Crop seed-biotech industry transformation
In 2009, seven large seed companies each had annual seed sales of over $600 million. Five of these top seed companies--Syngenta, Bayer, Dow, Dupont, and Monsanto--are also market leaders in agricultural chemicals. A sixth firm, BASF, is making significant investments in crop biotechnology research but so far reports few crop seed or trait sales, although it is a market leader in agricultural chemicals. These companies currently constitute the "Big 6" involved in crop seed, biotechnology, and chemical research.
The seed-biotechnology industry has been reliant on small and medium-sized enterprises (SMEs) as sources of new innovation. New SME startups (often spinoffs from university research) tend to specialize in commercial development of a new research tool, genetic trait, or both. Significant entry by SMEs into the seed-biotechnology sector began in the late 1970s and early 1980s, with a second wave of new entrants in the late 1990s and early 2000s. In recent years, exits have outnumbered entrants, and by 2008 just over 30 SMEs specializing in crop biotechnology were still active. The majority of the exits from the industry were the result of acquisition by larger firms. Of 27 crop biotechnology SMEs that were acquired between 1985 and 2009, 20 were acquired either directly by one of the Big 6 or by a company that itself was eventually acquired by a Big 6 company.

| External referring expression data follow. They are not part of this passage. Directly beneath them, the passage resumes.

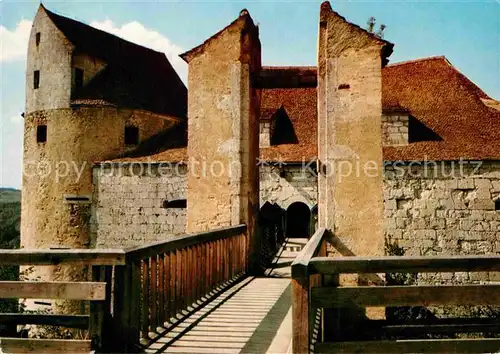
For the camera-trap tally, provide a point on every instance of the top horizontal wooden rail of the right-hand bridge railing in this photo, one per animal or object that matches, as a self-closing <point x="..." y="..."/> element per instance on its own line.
<point x="403" y="264"/>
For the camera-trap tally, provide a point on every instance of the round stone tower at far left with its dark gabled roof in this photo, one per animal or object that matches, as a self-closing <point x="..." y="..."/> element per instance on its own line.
<point x="76" y="115"/>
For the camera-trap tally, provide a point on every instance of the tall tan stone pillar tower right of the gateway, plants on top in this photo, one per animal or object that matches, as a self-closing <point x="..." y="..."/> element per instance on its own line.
<point x="350" y="62"/>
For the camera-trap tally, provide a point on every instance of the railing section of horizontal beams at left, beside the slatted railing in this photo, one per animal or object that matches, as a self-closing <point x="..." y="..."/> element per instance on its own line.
<point x="97" y="292"/>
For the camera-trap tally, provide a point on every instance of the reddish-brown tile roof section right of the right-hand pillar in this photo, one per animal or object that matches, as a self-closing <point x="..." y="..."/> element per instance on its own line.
<point x="446" y="101"/>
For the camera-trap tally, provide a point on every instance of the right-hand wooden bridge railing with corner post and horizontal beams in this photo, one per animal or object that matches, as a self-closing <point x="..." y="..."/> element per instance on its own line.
<point x="391" y="336"/>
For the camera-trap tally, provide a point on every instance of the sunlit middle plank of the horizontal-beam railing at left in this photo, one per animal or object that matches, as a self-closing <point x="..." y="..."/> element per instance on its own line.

Concentration in a research-intensive industry can be measured not only in terms of share of product sales but in share of new innovations. Firms that are most successful in creating new innovations are often better positioned to dominate the market (although not all new product introductions will be commercially successful). In research for genetically engineered crop varieties, for example, companies typically obtain a patent first, then initiate field trials, and finally obtain regulatory approval to sell crop seeds. Although there is considerable overlap in terms of companies participating, the markets for crop seeds can be distinguished from markets for genetically modified traits. The shares of these research outputs held by the Big 6 companies in each case are between 55 and 95 percent.